Die beiden Autoren Volker Klüpfel und Michael Kobr, die im Rahmen der Manchinger Kulturtage mit ihrer Jubiläumstour in Manching gastierten, verstrickten sich mit ihren Lesungen über Kommissar Kluftingers Vergangenheit in ein unterhaltsames Streitgespräch.


15 Jahre nach dem ersten Ro-man (Milchgeld) ist nun ein neues Buch der beiden geschwätzigen original Allgäuer erschienen. Im ständigen Wechsel vom alten Sofa von anno dazumal in eine moderne Lesestube, eine Art Arbeits- und Autorenwerkstatt, beleuchteten die zwei Künstler im Zwiegespräch die eigene Vergangenheit und natürlich auch die vom Kluftinger. Mal impulsiv, dann freundschaftlich, aber oft auch hintergründig – so wie im richtigen Leben – lasen und kommentierten die beiden Autoren Passagen aus ihren Büchern.


Bei einem verbalen Schlagabtausch wollte Klüpfel von Kobr wissen: „Wann habe ich dich eigentlich kennengelernt?” Kobr antwortete: „Es war der gleiche Tag, an dem ich dich kennen gelernt habe. Oder war es vielleicht einen Tag später?” Ausführlich beleuchteten die beiden aus ihrem Buch „Sinn des Lesens” die Rolle des Kommissars Kluftinger, der Opa geworden ist und mit allen Schwierigkeiten zu kämpfen hat, das ein Baby mit sich bringt. Was tun, wenn der Enkel, auf den man aufpassen soll, nicht schlafen will? Lieder vorsingen? Fernsehschauen? Oder ein Instrument vorspielen?
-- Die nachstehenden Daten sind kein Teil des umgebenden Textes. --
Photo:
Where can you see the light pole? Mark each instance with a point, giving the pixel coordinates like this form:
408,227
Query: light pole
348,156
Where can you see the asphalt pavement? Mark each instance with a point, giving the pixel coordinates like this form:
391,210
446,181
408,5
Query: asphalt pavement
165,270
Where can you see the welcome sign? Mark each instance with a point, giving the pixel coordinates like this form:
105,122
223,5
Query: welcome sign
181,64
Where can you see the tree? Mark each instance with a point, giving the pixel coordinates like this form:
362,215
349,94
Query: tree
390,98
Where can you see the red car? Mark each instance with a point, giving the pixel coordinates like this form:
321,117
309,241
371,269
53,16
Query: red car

Klüpfel & Kobr 2Der überforderte Opa holt das Milchfläschchen und füttert den Kleinen, der sanft einschläft. Den Rest aus der Flasche trinkt er selber aus – ohne zu wissen, dass es abgepumpte Muttermilch war. Das Publikum war begeistert und quittierte die Szenerie mit Applaus.
Als Kluftinger sein eigenes Grab auf dem Friedhof sieht und in der Zeitung eine Todesanzeige mit seinem Namen liest, wird der Kommissar kriminalistisch aktiv, denn sein Leben ist bedroht. Mit einer geforderten Zugabe ging die veredelte und un-terhaltsame Konversation der beiden nach zwei Stunden zu Ende.


Dabei machten sie sich auch lustig über die Kleidung und das Aussehen aus ihrer Jugendzeit – von der entmilitarisierten langen Bundeswehrunterhose bis zur Wuschelkopffrisur.